The Tiny Tree That Did


It is the one and only night of the year that My Hooligans actually ASK if they can go to bed early. It’s not even eight o’clock, and they’re all tucked in, anxiously waiting for the jingle bells and “Ho, Ho, Ho’s” that signal the arrival of their favorite guest. And so I sit here now in reflection. Not for the year that was, but for the night that is.

Like many families, we have a tradition in our home that everyone gets to open one present on Christmas Eve. We each get a brand new pair of jammies. As I placed the packages under the tree, memories of all our Christmas’ past wrapped around me like a warm blanket, and I was finally able to find the light of my Christmas spirit.

IMG_8538Our home has an 18-foot vaulted ceiling. It was one of the primary reasons we chose this house. For our first Christmas, we chose the biggest tree we could find- a 9-foot Douglas Fur. A gorgeous centerpiece for our massive living room, meticulously decorated and lit with well over 1,000 twinkling lights. Sparkling ornaments, ribbons and tinsel all coordinated with the rest of the decorations that filled our home, The Giant Tree was always a symbol of the beauty of the season.

But this year, that all changed.

There has never been a time someone has asked for my help that I have refused. If we didn’t have the means, we found a way, even to the detriment of our own needs and goals. But these were sacrifices we willing made to help those around us.

This past year has been a difficult, and sometimes painful one, for me personally.
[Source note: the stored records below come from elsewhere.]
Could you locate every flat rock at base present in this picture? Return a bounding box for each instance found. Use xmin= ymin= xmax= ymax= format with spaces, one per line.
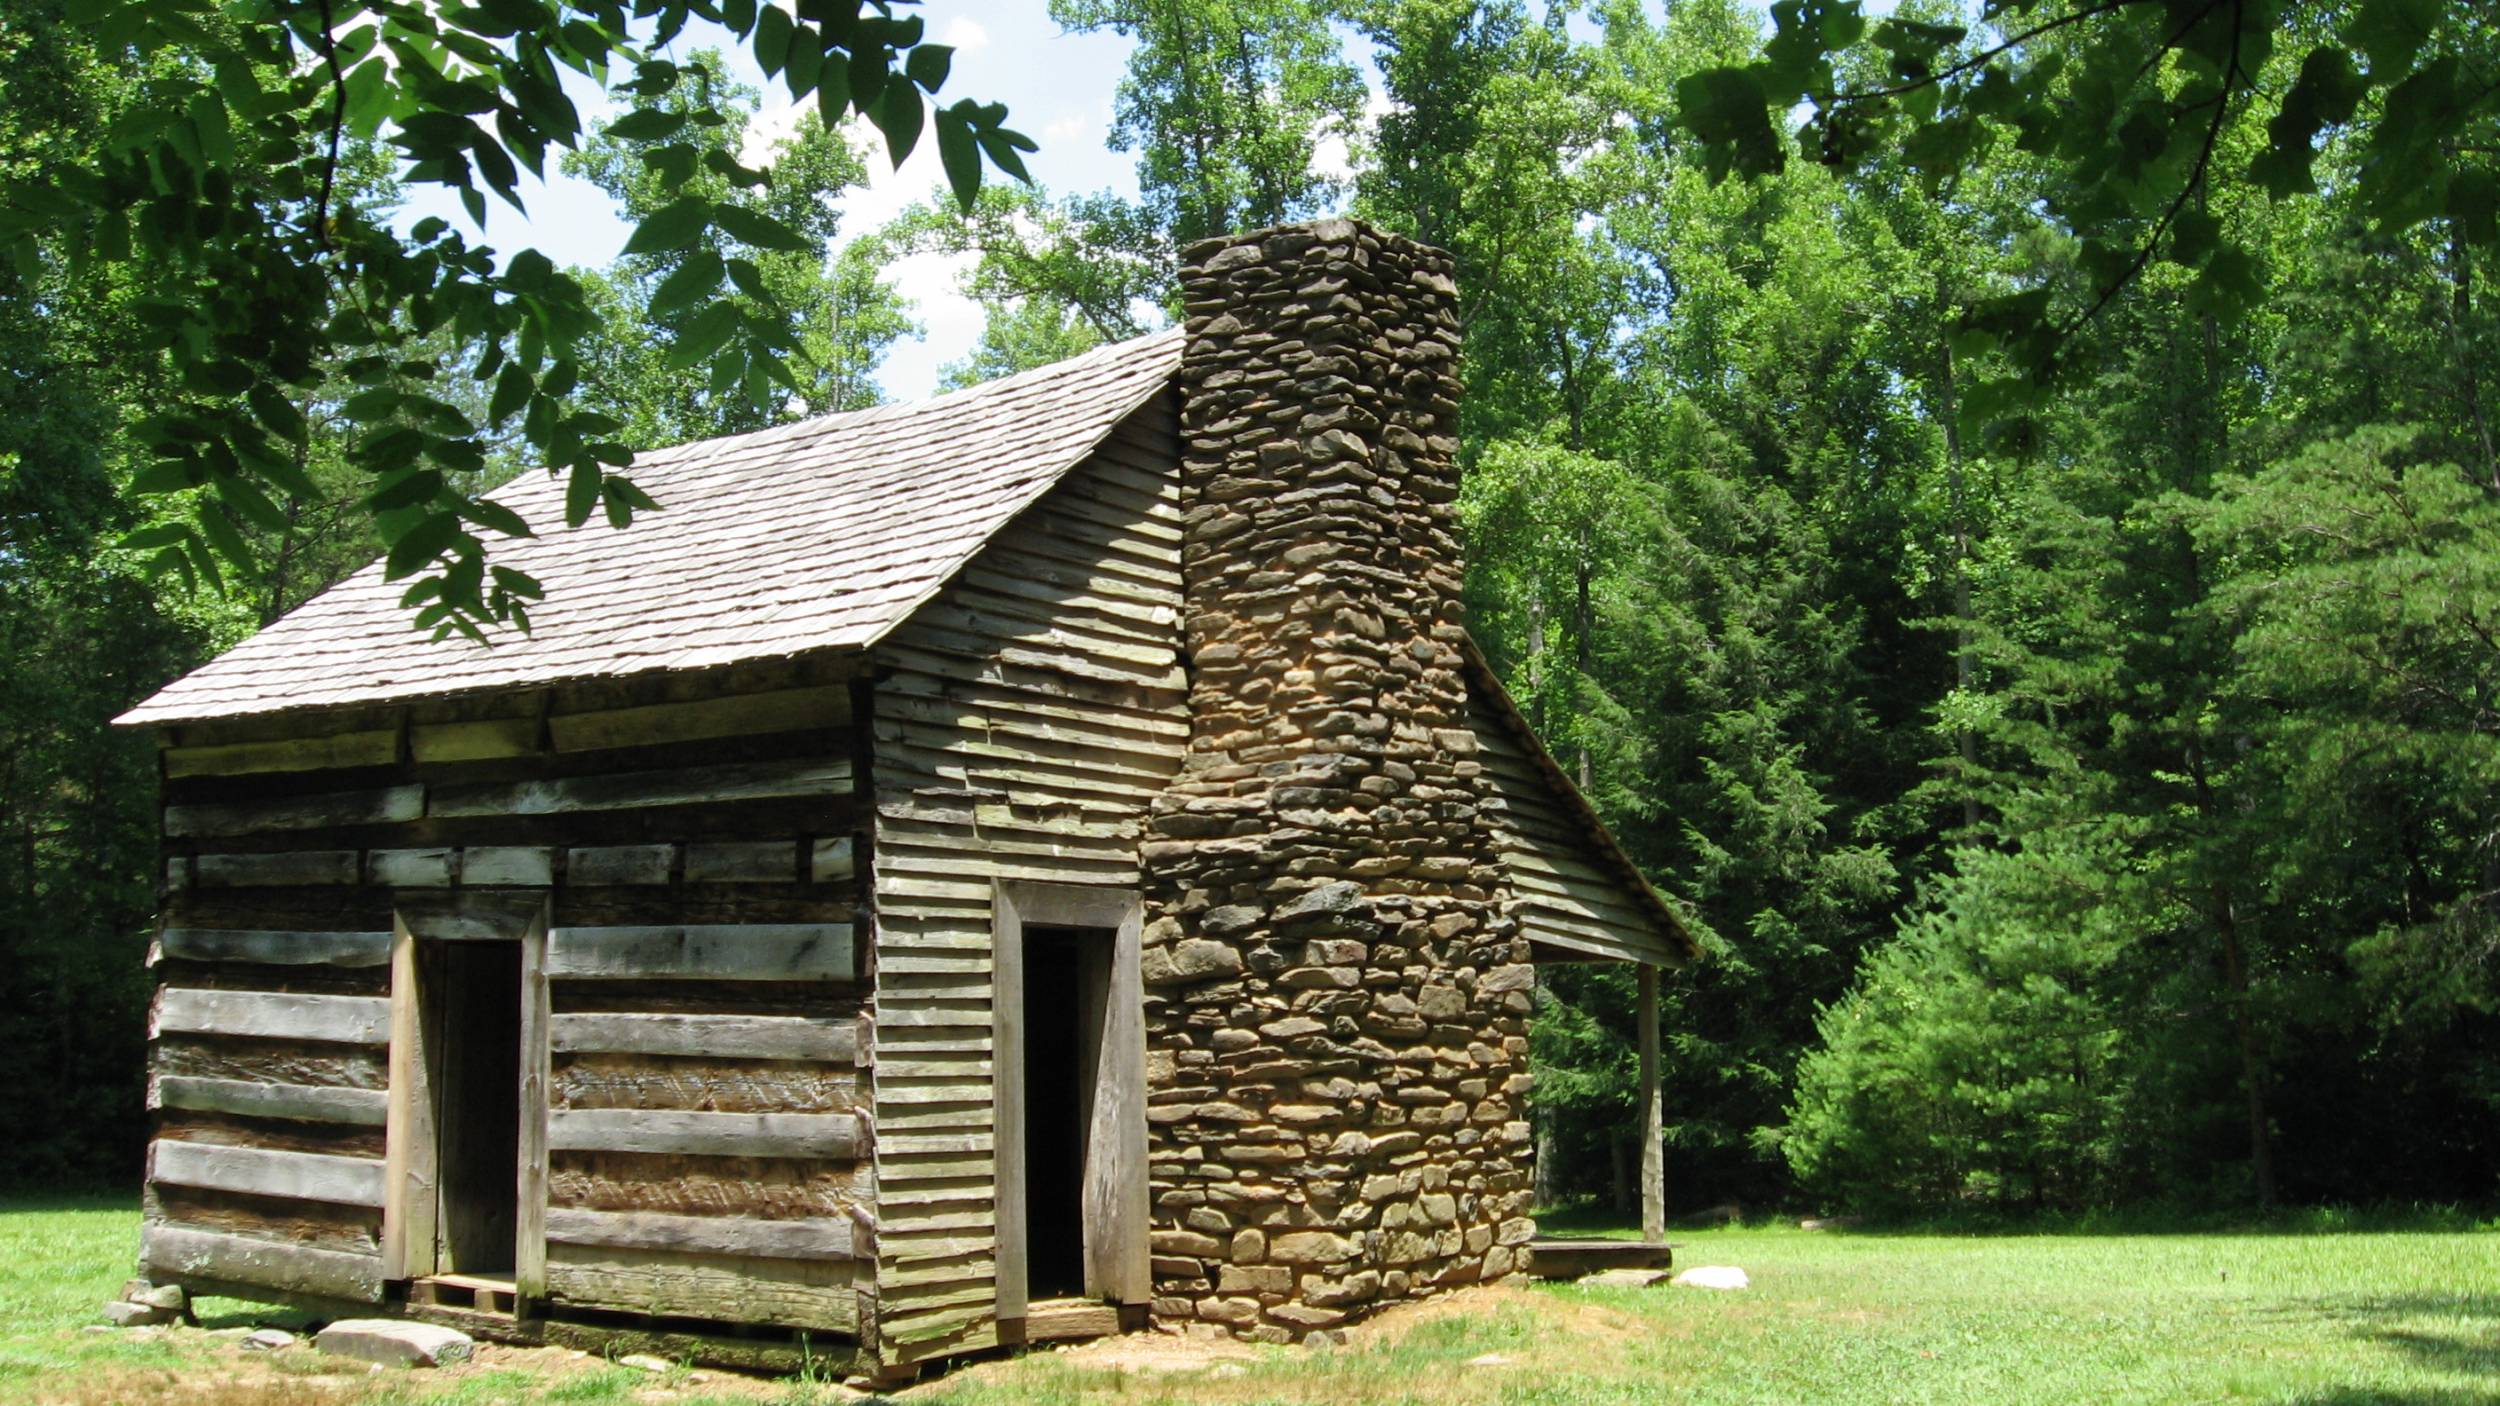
xmin=617 ymin=1354 xmax=674 ymax=1373
xmin=134 ymin=1284 xmax=188 ymax=1312
xmin=1583 ymin=1268 xmax=1674 ymax=1289
xmin=316 ymin=1319 xmax=475 ymax=1367
xmin=121 ymin=1279 xmax=188 ymax=1312
xmin=103 ymin=1300 xmax=179 ymax=1327
xmin=242 ymin=1328 xmax=298 ymax=1352
xmin=1671 ymin=1265 xmax=1750 ymax=1290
I made a decision to help someone who was as dear to me as a sister. I put her needs and dreams above all else, and because it was important to me, my husband and children did all they could to support that decision. The result ended up wounding not just me, but the four most important people in my life, in a deep and profound way. And for what? Like Giant Tree, it was meant to fill a void, to inspire, to give life to a dream. Instead, it brought to light dark truths and harsh realizations. And while it did pave the way for someone else to know the success of a dream come true, it destroyed a trust and kinship that can never be repaired.
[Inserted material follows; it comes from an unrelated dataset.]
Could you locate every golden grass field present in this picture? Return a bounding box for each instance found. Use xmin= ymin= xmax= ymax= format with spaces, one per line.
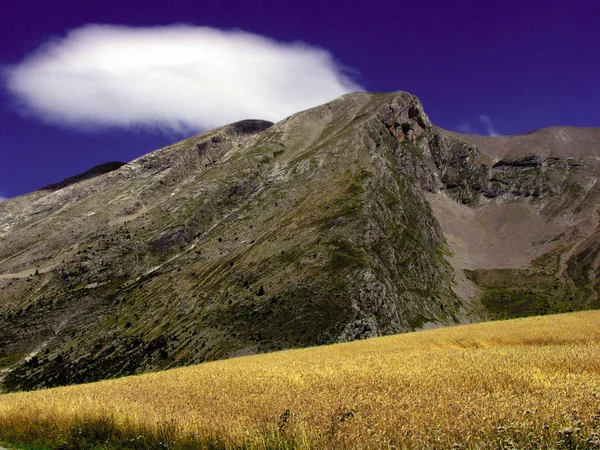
xmin=1 ymin=311 xmax=600 ymax=449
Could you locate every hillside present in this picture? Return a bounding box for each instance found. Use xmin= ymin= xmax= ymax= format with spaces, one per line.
xmin=0 ymin=91 xmax=599 ymax=391
xmin=1 ymin=311 xmax=599 ymax=449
As the holidays approached, I found myself in a dark place. Regret, anger and a deep sense of loss robbed me of the joy I always found this time of year. It was the same for my family. We had no desire to help those in need. Our charitable contributions were mechanical, done more out of obligation than spirit. It was like a black cloud hung over all of us. There was no excitement, no anticipation. There would be no gatherings, no laughter and reminiscing of the year’s events. The pain we all felt was so encompassing that we simply couldn’t find a light. When it was time to put up Giant Tree, not a single one of us had the desire to. But we had to have a tree. If for no other reason, our Hooligans deserved a tree. And that’s when it hit me.

In a small container, tucked away in the basement, sat our most prized Christmas decorations. Paper and clay, glitter and glue. Bells, wreaths and hand prints. Every ornament and gift our Hooligans have ever made. And beside that container was Tiny Tree. A little 3-foot, pre-lit reserved just for those gifts. So instead of Giant Tree and those glittery balls and bows, we decided to use Tiny Tree and the ornaments that mattered the most.

As I watched our girls hang each ornament, a little bit of the light came back. We each talked about the time this one was made, and that one was purchased. When my husband and son placed the star on top of the tree, the joy, the true meaning of this special season filled my heart to bursting.

Giant Tree filled the space, but it was Tiny Tree that reminded us what really matters.